Rick Halperin, the director of SMU’s Human Rights Program, joined five other panelists last Saturday in a discussion about the grim role that racism has played in the American criminal justice system.
“Is the death penalty racist?” Halperin questioned. “Of course it is, because the American criminal justice system has been racist since its inception.”
Halperin began his short lecture with a quick overview of how the United States’ federal government has historically and systematically used the law to punish people of color.

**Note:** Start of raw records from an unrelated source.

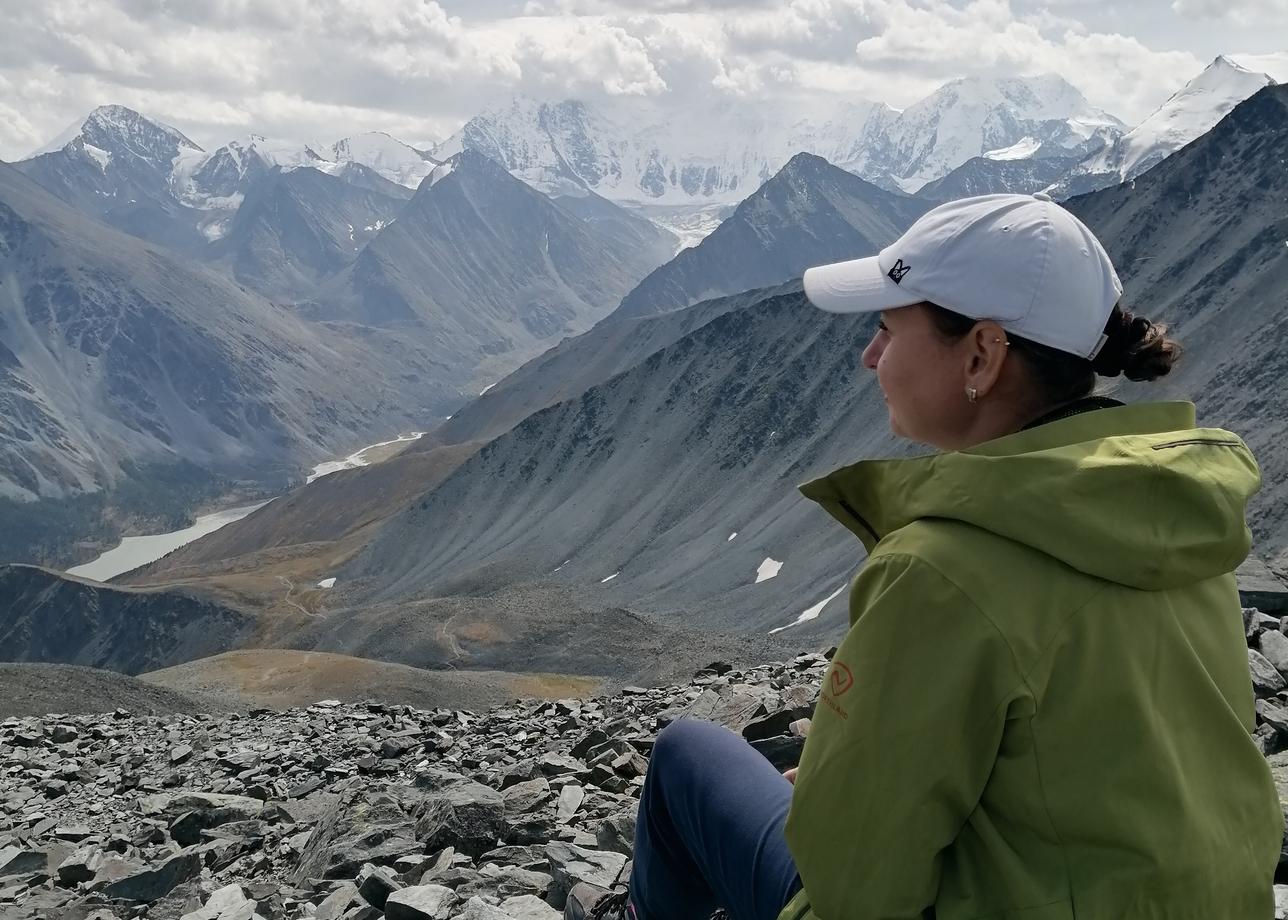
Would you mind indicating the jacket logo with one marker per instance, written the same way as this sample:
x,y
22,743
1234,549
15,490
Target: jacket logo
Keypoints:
x,y
841,679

“Slavery and segregation, in the name of the law, by the federal government, comprise 83% of America’s history,” Halperin said. “It’s not hard to see why in 2021 there’s so much racism and anger encompassed by the law…the law has always been used in American history to punish and especially discriminate against non-white people.”
In his closing thoughts, Halperin cited a 1987 Supreme Court decision that sentenced an African American man, Warren McCleskey, to death despite the court’s acknowledgement of statistics pointing to rampant racism within the criminal justice system.
In the McCleskey case, the Court demanded he prove that the prosecutor in his case was racist against him individually and independent from any statistics – a bar which Halperin claimed to be impossible for any defendant to meet.
“This decision is known as the Dred Scott decision of the death penalty movement, and we have never approached anything like it since,” Halperin said.
Halperin was followed by Rodrick Reed, the brother of Rodney Reed, an African American man who was falsely convicted of rape and murder 23 years ago and has been sitting on death row ever since.
“There was DNA at the crime scene that was not tested,” Reed stated. “They broke all kinds of laws putting my brother on death row- and he had an all white jury, an elderly jury, he did not have a jury of his peers- and all the evidence points at other people besides Rodney Reed.”
The family is preparing for Rodney Reed’s upcoming evidentiary hearing set for May 17 at a district court in Bastrop County, Texas. Reed thanked all of their supporters including some A-list celebrities, and shared that Rodney sends his love to everyone who believes in him.
Reed was followed by Megan Rollag from the Racial Justice Coalition, Hadi Jawad from Amnesty International for Dallas, and Abraham Bonowitz of the Death Penalty Action campaign, all of whom shared ways the community can join the fight against the death penalty.
“The good news here is that we don’t have to change anybody’s minds, we just have to get the people who agree with us to do something,” Bonowitz said.
Bonowitz encouraged virtual attendees to go to deathpenaltyaction.org and write to their senators and to President Biden, demanding change and an executive order to end the racist and barbaric practice of the death penalty.